One, their current course. They remain just enough in the Brewers wake to do some cool wave-running (I was just had some jet ski time, sorry) but never catch them, finish out with 92-93 wins. They host the Padres in the Wildcard Round. It's easy to see that going any of the four possible outcomes. If it goes one of the two Cubs ways, then they head off to Philly or L.A or Milwaukee, though likely the latter, as the standings currently are.
Again, over five games, the Cubs could easily beat any of the three. The Dodgers pitching could be in any kind of shape, and both their and the Phillies lineup are pretty top-heavy. Keep the 1-4 hitters from murdering you, and anyone's got a chance.

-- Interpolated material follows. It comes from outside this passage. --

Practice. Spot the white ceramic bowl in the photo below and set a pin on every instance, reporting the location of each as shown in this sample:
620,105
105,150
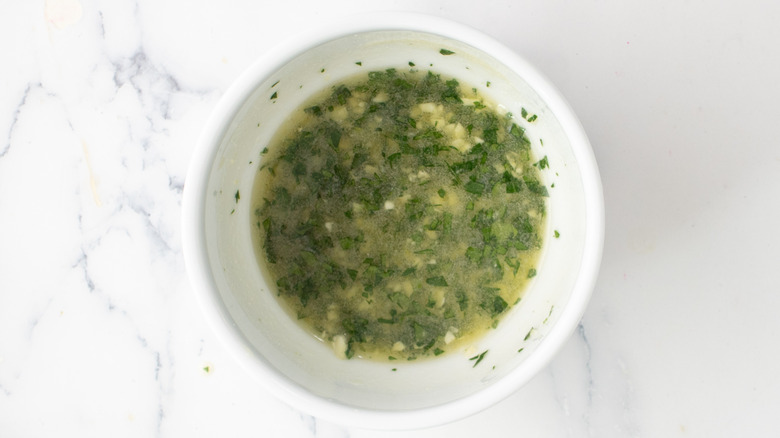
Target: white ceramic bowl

The Brewers don't have a lot of slug, it gets harder to string singles together in the playoffs, and we know what their history in the Division Series has been.
Let's just say it peters out in the NLCS. That's two rounds won, one step from a World Series, a place the Cubs haven't been in eight years, and a couple weeks of excitement around town. Everyone might feel decently enough about that.
Now go the other way. The Cubs get hot to close the season, the horseshoe that's been up the Brewers ass for months now suddenly gets lodged in their lower intestine, and they start...well, we don't really need to go over those symptoms. You get the idea. The Cubs get up to 97-98 wins, and pip the Brewers in the last week.
They get to skip the Wildcard round, and after it all shakes out it's the Brewers who arrive to start the Division Series. But those annoying singles they have been stringing together all season keep happening, that bullpen remains lights out, and Misiorowski, Peralta, and Woodruff can each get through 4-5 innings in a start to turn it over to that pen. The Cubs go home at the first step, there was barely time to bask in a pretty furious September, and it's over in less than a week in October.
The difference between these two seasons is a couple wins in the playoffs? With the additional round only in one of them? The six or seven game difference in the last six weeks of the season, would anyone remember? It's the greater sample size, but it's also the one that gets far less value put on it. Yet it is the better season, the better team. It just doesn't get defined that way.
There's many saying that the Cubs aren't built to be October-ready, anyway. Maybe. But is there such a thing? The Dodgers certainly weren't planning last season to be led by Tommy Edman and pitchers who didn't throw 100 innings for them during the season.
It's been deflating for the Blue half of the city. But perhaps all it's been is a revealing of what the Cubs actually are. And that could still be anything two months from now.